In this session, data scientists at Ancestry will present an informative explanation of how the company is leveraging its Big Data and machine learning capabilities to stitch together the largest family history graph, and how it will impact and reveal the organic relationships between people, locations and events, which could prove a powerful force for greater empathy and understanding as we understand how we relate to the rest of humanity.
About the Speakers:
Atanu Roy, Ph.D. is a Senior Data Scientist at Ancestry involved in developing the “big” genealogical tree that is formed by attaching the common ancestors of millions of customers. This process involves a pair matching algorithm which in Machine Learning parlance is known as the Entity Resolution problem. Prior to Ancestry, Atanu worked for Riot’s League of Legends on social network analysis and at Cognizant Technology Solutions as a programmer analyst where he extracted, transformed, and cleaned large (multi-TB) transactional databases for U.S. based clients. Atanu received his Ph.D. from the department of Computer Science & Engineering at University of Minnesota – Twin Cities.
As a part of his doctoral degree at UMN, he was actively involved in first hand research in various machine learning techniques and its various application fields like social network and big data analytics. He has designed, implemented and tested various scalable machine learning, data mining and information retrieval models. Atanu’s research interests span in the areas of data mining and machine learning and its applications in the areas of social network analytics and big data analytics. His work is published as several academic research papers that are accepted in well-known conferences and journals such as ACM TOIT & Journal of Advertising.

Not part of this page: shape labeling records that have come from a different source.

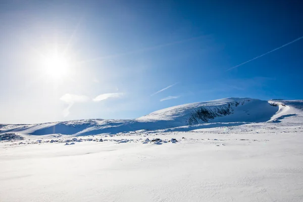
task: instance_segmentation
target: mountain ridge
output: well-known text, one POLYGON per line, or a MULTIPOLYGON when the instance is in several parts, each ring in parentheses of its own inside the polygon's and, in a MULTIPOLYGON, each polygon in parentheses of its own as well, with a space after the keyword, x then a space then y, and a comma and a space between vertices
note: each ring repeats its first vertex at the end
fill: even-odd
MULTIPOLYGON (((6 133, 33 135, 114 134, 206 123, 217 123, 209 124, 209 127, 212 127, 220 126, 218 123, 233 125, 277 121, 280 120, 279 117, 288 114, 300 114, 303 110, 302 106, 303 100, 262 100, 249 97, 229 97, 174 106, 135 119, 96 119, 36 124, 1 124, 0 134, 6 133)), ((207 125, 205 124, 204 127, 207 125)))

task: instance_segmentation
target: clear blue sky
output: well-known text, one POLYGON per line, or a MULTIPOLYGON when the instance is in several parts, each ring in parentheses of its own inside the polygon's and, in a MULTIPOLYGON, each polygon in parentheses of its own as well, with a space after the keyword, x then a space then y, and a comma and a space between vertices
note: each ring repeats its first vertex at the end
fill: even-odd
POLYGON ((302 99, 303 39, 227 70, 303 36, 302 22, 301 1, 2 1, 0 123, 302 99))

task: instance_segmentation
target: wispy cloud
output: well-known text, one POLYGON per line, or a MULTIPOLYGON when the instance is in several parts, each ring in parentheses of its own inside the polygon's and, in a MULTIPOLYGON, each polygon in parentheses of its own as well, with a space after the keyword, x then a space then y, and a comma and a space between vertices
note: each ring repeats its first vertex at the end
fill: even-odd
POLYGON ((169 96, 168 97, 164 97, 160 99, 160 102, 167 100, 168 99, 177 99, 179 97, 180 97, 180 96, 169 96))
POLYGON ((229 68, 229 69, 228 69, 228 70, 227 70, 226 71, 229 71, 229 70, 232 70, 232 69, 234 69, 234 68, 236 68, 236 67, 240 67, 240 66, 242 66, 242 65, 244 65, 244 64, 246 64, 246 63, 249 63, 249 62, 251 62, 251 61, 254 61, 254 60, 256 60, 256 59, 258 59, 258 58, 261 58, 261 57, 263 57, 263 56, 265 56, 265 55, 267 55, 267 54, 270 54, 271 53, 272 53, 272 52, 273 52, 274 51, 277 50, 279 49, 280 48, 282 48, 282 47, 285 47, 285 46, 287 46, 287 45, 290 45, 290 44, 291 44, 291 43, 294 43, 295 42, 296 42, 296 41, 298 41, 299 40, 300 40, 300 39, 302 39, 302 38, 303 38, 303 36, 300 36, 300 37, 298 37, 298 38, 297 38, 296 39, 294 39, 294 40, 293 40, 293 41, 290 41, 290 42, 288 42, 287 43, 285 43, 285 44, 284 44, 284 45, 281 45, 281 46, 280 46, 280 47, 277 47, 277 48, 275 48, 275 49, 272 49, 272 50, 270 50, 270 51, 269 51, 268 52, 265 53, 265 54, 262 54, 262 55, 260 55, 260 56, 257 56, 257 57, 256 57, 256 58, 254 58, 253 59, 250 59, 250 60, 248 60, 248 61, 247 61, 246 62, 244 62, 244 63, 241 63, 241 64, 240 64, 240 65, 236 65, 236 66, 234 66, 234 67, 232 67, 231 68, 229 68))
POLYGON ((161 89, 160 90, 159 90, 159 91, 157 91, 157 92, 155 92, 155 93, 153 93, 153 94, 152 94, 150 95, 150 96, 153 96, 153 95, 155 95, 155 94, 157 94, 157 93, 159 93, 159 92, 162 92, 163 91, 164 91, 164 90, 167 90, 167 89, 168 89, 168 88, 170 88, 171 87, 173 87, 173 86, 174 86, 175 85, 176 85, 176 84, 178 84, 178 83, 175 83, 175 84, 172 84, 172 85, 169 85, 168 86, 167 86, 167 87, 165 87, 165 88, 163 88, 163 89, 161 89))
POLYGON ((89 97, 85 95, 66 93, 60 97, 60 100, 69 104, 63 110, 63 116, 66 117, 70 114, 69 110, 76 103, 85 103, 89 100, 89 97))
POLYGON ((110 98, 119 98, 124 94, 122 93, 105 93, 99 95, 92 99, 94 102, 104 100, 110 98))

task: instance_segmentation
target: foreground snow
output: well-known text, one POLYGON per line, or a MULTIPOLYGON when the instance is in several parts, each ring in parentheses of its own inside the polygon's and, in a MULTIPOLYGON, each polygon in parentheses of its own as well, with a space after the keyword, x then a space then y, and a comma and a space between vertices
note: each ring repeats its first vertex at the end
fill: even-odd
POLYGON ((0 201, 301 201, 302 135, 265 123, 2 142, 0 201))
POLYGON ((276 112, 259 123, 77 137, 6 131, 0 201, 302 201, 303 102, 270 103, 276 112))

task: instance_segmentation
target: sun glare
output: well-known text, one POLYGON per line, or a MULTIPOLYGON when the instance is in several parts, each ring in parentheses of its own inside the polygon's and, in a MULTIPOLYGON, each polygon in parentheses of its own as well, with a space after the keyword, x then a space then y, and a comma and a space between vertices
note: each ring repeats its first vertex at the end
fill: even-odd
POLYGON ((45 57, 42 65, 44 73, 53 79, 60 79, 67 76, 70 68, 67 58, 56 55, 45 57))

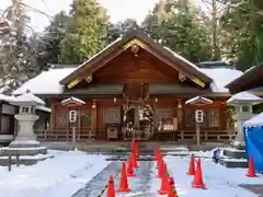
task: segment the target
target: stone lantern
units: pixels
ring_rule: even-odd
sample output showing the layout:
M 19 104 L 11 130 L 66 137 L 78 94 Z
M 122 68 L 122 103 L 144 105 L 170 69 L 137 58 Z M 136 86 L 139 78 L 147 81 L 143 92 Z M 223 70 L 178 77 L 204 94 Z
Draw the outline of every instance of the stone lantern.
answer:
M 19 114 L 14 116 L 19 121 L 19 131 L 9 147 L 0 149 L 0 165 L 7 165 L 10 162 L 9 157 L 11 157 L 11 164 L 25 165 L 33 165 L 38 161 L 53 158 L 54 155 L 47 154 L 47 148 L 36 140 L 33 130 L 34 123 L 38 119 L 38 116 L 35 115 L 35 107 L 45 105 L 44 101 L 26 91 L 25 94 L 15 97 L 10 104 L 20 107 Z M 20 158 L 21 155 L 26 157 Z
M 34 123 L 38 119 L 38 116 L 35 115 L 35 107 L 44 106 L 45 102 L 26 91 L 25 94 L 18 96 L 10 104 L 20 106 L 19 114 L 14 116 L 19 121 L 19 131 L 10 147 L 28 147 L 28 144 L 37 147 L 39 142 L 36 141 L 33 130 Z
M 233 119 L 236 120 L 236 129 L 238 131 L 237 137 L 235 139 L 236 143 L 240 143 L 240 146 L 244 146 L 244 134 L 242 124 L 253 117 L 252 106 L 262 102 L 262 99 L 249 93 L 249 92 L 240 92 L 232 97 L 230 97 L 227 103 L 230 106 L 235 106 L 236 112 L 233 114 Z

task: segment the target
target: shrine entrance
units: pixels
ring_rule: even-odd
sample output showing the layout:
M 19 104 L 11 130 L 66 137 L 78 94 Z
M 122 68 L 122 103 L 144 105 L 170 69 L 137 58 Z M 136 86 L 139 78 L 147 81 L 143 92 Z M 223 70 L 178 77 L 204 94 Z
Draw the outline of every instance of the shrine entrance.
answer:
M 153 113 L 150 104 L 127 101 L 122 107 L 124 140 L 149 140 L 153 136 Z

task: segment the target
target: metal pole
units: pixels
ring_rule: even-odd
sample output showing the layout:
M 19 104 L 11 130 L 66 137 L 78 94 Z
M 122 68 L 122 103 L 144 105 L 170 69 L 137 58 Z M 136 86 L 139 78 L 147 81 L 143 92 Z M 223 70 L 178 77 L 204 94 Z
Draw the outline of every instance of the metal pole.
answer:
M 196 123 L 196 143 L 201 146 L 201 137 L 199 137 L 199 124 Z
M 72 143 L 73 143 L 73 149 L 76 149 L 76 127 L 72 127 Z
M 9 154 L 9 158 L 8 158 L 8 170 L 9 170 L 9 172 L 11 172 L 11 166 L 12 166 L 12 155 Z

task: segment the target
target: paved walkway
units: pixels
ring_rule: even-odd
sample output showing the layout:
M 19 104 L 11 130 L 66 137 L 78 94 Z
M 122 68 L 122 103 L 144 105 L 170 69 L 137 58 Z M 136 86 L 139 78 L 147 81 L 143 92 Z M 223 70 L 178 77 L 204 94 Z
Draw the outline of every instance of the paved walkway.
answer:
M 128 194 L 116 194 L 117 197 L 125 196 L 134 196 L 134 197 L 153 197 L 157 196 L 155 194 L 149 194 L 150 190 L 150 181 L 153 177 L 153 162 L 152 161 L 144 161 L 138 162 L 139 167 L 136 169 L 136 176 L 128 178 L 129 188 L 132 189 Z M 114 175 L 114 184 L 115 188 L 118 188 L 119 184 L 119 172 L 122 167 L 122 162 L 112 162 L 108 166 L 106 166 L 101 173 L 99 173 L 91 182 L 89 182 L 83 188 L 79 189 L 71 197 L 98 197 L 103 189 L 103 187 L 108 182 L 110 175 Z M 106 190 L 103 194 L 106 196 Z
M 79 189 L 71 197 L 96 197 L 108 182 L 110 175 L 118 175 L 121 162 L 112 162 L 96 176 L 94 176 L 83 188 Z
M 241 187 L 263 197 L 263 185 L 241 185 Z

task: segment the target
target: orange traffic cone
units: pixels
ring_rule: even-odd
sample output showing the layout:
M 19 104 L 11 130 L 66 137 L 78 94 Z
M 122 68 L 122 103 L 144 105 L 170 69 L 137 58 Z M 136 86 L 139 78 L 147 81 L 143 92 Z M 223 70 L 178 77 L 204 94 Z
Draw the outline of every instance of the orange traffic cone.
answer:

Tyler Folkman has been a data scientist at Ancestry since May 2016. Before that, Tyler received his Master’s in Computer Science from the University of Texas at Austin, where he studied statistical machine learning, data mining and AI. Previously, he has worked on statistical modeling and real-time visualization at Amazon, Cognitive Scale, and Charles River Associates. Tyler likes to spend his time exploring novel data sets and posting what he learns on www.learningwithdata.com.